During the World Economic Forum in Davos, Switzerland on January 21, 2020, flags will hang over the entrance to the Davos Congress Hall.

Gerry Miller | CNBC

The Joe Biden government’s recent moves to resume global pacts and organizations should be welcome to the Davos community.

Still, the US is far from “out of the woods” regarding its own domestic political challenges and its fight against the coronavirus pandemic, World Economic Forum President Borge Brende told CNBC.

“There are already new signals from the US government on the climate side that allow re-entry into the Paris Agreement, but also exploring how the US can be transformed into a low-carbon economy are important steps,” Borge told Hadley Gamble of CNBC on Sunday. This and the government’s decision to stop the country’s withdrawal from the World Health Organization were “well received,” he said.

“But we are still in a situation where there are geopolitical confrontations,” said the former Norwegian minister before the WEF’s Davos Agenda Summit this week, which is taking place virtually. “There is a broken world, we’ll see how the US-China relationship will develop in the years to come.”

Some political analysts have identified the US-China relationship as the main geopolitical challenge and question mark for the Biden government. Domestically, too, conditions remain tense on many fronts, and it remains to be seen whether Biden, who advocated unity and national healing, can bridge the deep gulf that has only worsened over the past four years.

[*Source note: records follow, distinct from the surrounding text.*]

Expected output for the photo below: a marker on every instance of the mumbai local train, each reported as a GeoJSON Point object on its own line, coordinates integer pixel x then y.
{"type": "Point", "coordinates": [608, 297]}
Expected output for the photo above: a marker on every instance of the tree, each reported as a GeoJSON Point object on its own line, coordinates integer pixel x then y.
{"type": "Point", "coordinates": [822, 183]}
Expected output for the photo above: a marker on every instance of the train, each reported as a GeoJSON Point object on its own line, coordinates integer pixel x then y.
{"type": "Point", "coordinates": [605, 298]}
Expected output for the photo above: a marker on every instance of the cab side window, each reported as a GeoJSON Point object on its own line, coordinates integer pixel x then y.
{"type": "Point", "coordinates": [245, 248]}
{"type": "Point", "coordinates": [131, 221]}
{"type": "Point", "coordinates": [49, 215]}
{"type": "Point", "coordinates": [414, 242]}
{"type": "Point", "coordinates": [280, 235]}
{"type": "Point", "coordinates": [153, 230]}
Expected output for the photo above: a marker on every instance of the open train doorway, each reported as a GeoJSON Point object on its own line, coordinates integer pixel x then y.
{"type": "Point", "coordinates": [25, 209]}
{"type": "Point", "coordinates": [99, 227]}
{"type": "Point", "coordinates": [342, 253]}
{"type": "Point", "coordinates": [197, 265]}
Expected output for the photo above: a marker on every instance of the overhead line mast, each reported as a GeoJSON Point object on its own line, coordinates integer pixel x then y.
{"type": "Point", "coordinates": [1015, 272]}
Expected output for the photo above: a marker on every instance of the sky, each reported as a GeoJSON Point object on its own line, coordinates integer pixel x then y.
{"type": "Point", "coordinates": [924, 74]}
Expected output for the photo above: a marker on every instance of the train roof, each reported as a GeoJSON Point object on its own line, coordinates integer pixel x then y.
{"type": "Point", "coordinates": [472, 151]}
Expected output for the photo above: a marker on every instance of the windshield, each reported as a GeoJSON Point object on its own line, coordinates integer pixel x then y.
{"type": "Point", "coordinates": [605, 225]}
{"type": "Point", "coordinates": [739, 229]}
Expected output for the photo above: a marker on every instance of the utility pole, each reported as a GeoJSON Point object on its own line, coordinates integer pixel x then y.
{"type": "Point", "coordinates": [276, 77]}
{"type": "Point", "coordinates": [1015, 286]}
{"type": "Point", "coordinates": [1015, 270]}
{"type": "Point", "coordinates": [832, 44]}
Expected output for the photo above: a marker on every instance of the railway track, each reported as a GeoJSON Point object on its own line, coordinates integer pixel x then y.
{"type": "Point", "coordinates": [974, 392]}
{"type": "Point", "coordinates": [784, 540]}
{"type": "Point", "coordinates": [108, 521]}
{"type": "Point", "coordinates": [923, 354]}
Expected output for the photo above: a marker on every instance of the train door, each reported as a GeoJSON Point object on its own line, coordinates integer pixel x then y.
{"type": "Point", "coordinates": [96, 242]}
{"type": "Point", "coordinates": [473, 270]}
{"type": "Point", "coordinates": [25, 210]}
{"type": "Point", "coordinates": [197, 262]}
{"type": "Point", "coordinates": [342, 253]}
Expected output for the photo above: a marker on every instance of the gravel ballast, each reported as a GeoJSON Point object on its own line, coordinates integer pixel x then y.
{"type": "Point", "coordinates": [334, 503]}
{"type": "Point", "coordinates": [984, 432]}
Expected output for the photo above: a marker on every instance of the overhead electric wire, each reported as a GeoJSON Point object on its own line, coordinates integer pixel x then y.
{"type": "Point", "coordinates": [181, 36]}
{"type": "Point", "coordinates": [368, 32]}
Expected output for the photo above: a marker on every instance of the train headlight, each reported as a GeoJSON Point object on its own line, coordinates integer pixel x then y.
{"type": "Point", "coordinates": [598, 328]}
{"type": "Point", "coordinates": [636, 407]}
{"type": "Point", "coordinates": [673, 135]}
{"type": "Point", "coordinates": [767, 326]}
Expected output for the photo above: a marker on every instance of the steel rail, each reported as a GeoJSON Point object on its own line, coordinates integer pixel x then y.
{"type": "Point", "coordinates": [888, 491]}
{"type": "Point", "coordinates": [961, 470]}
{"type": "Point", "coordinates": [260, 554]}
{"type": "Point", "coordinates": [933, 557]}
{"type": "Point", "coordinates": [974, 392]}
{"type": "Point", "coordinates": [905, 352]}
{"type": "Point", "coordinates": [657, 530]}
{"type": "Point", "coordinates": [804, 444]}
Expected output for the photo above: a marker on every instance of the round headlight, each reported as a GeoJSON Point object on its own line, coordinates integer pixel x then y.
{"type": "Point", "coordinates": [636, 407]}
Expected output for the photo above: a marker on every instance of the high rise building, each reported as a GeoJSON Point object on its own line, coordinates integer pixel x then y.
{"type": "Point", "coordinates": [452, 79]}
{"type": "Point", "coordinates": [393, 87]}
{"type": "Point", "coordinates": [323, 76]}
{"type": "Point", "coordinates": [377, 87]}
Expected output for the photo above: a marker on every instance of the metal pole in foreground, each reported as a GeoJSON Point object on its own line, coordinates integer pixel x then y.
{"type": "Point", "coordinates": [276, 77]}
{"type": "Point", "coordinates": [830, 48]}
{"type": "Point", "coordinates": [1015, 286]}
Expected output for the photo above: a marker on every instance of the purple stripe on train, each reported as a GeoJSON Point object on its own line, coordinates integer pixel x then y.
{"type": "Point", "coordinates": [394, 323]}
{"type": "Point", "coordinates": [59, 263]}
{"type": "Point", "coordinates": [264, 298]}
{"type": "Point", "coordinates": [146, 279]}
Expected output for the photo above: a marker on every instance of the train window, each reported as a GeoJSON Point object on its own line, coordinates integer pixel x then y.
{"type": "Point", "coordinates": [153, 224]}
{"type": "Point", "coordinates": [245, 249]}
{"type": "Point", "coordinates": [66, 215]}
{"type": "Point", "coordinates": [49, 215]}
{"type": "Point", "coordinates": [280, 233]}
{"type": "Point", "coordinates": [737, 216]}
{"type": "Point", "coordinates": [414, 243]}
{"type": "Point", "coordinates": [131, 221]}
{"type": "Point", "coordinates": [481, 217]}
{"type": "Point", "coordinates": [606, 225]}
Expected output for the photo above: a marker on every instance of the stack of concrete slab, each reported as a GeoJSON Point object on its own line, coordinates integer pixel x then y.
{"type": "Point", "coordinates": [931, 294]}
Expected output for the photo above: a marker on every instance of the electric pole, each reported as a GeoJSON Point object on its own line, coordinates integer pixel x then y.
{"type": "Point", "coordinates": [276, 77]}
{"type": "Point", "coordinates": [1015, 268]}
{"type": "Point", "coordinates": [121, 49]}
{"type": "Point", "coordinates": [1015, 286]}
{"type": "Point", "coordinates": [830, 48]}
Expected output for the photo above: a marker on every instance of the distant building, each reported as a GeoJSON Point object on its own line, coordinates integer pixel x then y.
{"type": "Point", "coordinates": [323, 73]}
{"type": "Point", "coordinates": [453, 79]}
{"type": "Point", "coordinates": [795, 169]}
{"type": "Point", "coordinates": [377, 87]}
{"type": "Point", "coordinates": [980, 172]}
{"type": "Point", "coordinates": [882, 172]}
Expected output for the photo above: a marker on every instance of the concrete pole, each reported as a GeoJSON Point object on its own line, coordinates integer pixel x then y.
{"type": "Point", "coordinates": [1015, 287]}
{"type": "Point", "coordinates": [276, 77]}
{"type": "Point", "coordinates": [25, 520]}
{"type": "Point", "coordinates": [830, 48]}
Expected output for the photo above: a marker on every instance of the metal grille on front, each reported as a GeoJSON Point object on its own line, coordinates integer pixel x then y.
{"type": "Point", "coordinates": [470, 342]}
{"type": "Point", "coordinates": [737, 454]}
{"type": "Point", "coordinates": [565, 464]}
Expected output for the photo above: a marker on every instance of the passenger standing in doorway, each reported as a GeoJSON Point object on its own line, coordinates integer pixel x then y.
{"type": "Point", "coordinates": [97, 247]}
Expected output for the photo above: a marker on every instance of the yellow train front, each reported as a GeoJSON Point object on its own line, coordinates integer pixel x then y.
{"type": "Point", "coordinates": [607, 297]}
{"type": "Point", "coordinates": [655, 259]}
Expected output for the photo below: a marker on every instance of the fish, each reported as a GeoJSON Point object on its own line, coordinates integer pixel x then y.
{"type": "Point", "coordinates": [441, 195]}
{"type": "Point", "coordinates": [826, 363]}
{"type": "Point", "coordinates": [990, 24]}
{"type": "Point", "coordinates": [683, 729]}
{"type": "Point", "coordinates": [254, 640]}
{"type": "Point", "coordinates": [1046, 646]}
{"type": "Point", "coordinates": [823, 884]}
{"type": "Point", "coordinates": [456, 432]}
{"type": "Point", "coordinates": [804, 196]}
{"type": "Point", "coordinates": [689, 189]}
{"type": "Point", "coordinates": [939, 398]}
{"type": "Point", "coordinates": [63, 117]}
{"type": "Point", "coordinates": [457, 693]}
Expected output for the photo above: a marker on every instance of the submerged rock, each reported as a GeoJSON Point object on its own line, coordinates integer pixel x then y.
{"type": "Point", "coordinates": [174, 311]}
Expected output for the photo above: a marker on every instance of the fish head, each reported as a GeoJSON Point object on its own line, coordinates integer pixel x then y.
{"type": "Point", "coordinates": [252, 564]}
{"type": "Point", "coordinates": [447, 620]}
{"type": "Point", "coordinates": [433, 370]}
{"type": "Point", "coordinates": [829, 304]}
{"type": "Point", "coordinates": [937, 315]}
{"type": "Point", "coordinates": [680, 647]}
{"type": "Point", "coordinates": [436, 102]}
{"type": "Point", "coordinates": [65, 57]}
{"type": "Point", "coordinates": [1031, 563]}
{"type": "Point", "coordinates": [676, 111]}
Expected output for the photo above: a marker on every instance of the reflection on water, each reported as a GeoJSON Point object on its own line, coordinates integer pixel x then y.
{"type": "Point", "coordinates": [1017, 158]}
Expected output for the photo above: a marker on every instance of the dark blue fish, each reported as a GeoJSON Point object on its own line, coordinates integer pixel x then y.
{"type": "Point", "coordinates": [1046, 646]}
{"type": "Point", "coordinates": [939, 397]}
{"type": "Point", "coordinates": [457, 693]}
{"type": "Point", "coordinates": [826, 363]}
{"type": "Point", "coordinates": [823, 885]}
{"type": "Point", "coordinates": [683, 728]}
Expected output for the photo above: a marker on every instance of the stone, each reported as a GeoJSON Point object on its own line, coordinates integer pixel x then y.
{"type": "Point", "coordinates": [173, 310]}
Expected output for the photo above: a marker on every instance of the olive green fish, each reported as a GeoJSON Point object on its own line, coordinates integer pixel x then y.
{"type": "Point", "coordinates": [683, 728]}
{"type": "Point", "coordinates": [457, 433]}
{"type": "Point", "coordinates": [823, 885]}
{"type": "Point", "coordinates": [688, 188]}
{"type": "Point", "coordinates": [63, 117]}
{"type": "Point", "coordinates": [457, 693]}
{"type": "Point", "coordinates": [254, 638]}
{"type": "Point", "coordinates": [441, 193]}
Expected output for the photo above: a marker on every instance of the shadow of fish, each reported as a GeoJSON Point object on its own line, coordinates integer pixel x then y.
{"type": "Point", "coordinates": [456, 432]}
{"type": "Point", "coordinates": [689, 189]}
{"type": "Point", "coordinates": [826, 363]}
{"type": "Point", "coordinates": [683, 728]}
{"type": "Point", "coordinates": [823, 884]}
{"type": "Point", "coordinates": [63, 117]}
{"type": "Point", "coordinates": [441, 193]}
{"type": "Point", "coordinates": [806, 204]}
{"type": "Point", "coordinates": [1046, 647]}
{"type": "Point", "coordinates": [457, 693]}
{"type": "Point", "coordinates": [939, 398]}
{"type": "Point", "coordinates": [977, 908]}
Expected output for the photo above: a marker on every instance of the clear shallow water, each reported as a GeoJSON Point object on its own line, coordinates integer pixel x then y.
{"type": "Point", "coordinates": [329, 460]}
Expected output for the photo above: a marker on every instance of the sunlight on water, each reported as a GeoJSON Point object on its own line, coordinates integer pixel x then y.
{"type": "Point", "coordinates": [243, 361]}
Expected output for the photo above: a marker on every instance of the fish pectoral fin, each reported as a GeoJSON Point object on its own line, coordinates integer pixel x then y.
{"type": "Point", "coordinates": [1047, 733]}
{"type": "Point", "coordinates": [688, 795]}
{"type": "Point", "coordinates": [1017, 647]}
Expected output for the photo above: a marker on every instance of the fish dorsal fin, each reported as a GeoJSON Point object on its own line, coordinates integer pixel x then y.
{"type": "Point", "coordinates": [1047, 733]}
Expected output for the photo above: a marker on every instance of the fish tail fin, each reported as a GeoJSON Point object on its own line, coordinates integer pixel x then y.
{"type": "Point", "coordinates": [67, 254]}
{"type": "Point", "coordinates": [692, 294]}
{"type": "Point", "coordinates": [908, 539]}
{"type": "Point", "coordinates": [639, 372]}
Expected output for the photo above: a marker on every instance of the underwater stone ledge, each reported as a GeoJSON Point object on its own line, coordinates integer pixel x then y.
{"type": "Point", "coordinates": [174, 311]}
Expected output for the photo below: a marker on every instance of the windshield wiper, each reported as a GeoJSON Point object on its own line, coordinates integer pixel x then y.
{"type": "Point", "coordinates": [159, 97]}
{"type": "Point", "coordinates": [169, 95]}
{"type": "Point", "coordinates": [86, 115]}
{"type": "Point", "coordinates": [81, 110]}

“The reality is that we are still facing very polarized US. I don’t think the US is out of the woods on the pandemic. The numbers are really, really bad,” Brende said. “So there will also be a very tough 100 days before President Biden, but I think he has a very experienced team with his cabinet.”

The US currently has the highest number of confirmed coronavirus cases and the highest reported death toll from any country’s pandemic in the world. More than 419,000 people have now died of the disease in the United States, and record cases remain, well over 25 million since the virus was first identified in the country. The vaccination campaign is running in the country of 330 million, but so far more slowly than originally planned.

In the week following his inauguration, Biden signed a series of ordinances to expedite vaccine distribution, increase testing, and ensure the use of federal mandate masks. The president is now facing new and rapidly spreading varieties of the virus, as well as parts of the population who speak out against coronavirus restrictions and distrust of vaccinations.

“I think there are some lights at the end of the tunnel in general now, not least because of the vaccination and rollout,” Brende said. “But it takes time, we just have to hope that the new variants aren’t immune (to the vaccines).”

Feike Sijbesma, former CEO of the Dutch multinational DSM and member of the WEF Board of Trustees, also highlighted what he saw as important in supporting Biden’s climate action.

“It’s very good news that the The US is back in the Paris Agreement. The Paris Accords over the years have been very focused on mitigating and preventing climate change, and five years later we’re not quite on the right track with the Paris Accords, “Sijbesma told CNBC’s Squawk Box Europe on Monday.” So we need to work on climate adaptation. “

Like Brende, Sijbesma saw the trouble ahead. “It will be a challenge, it is clear that it is a challenge because five years after Paris was not on the right track,” he added.

“But I think in the long run this will create economic growth, it will create jobs, and doing nothing will really hurt our economy.”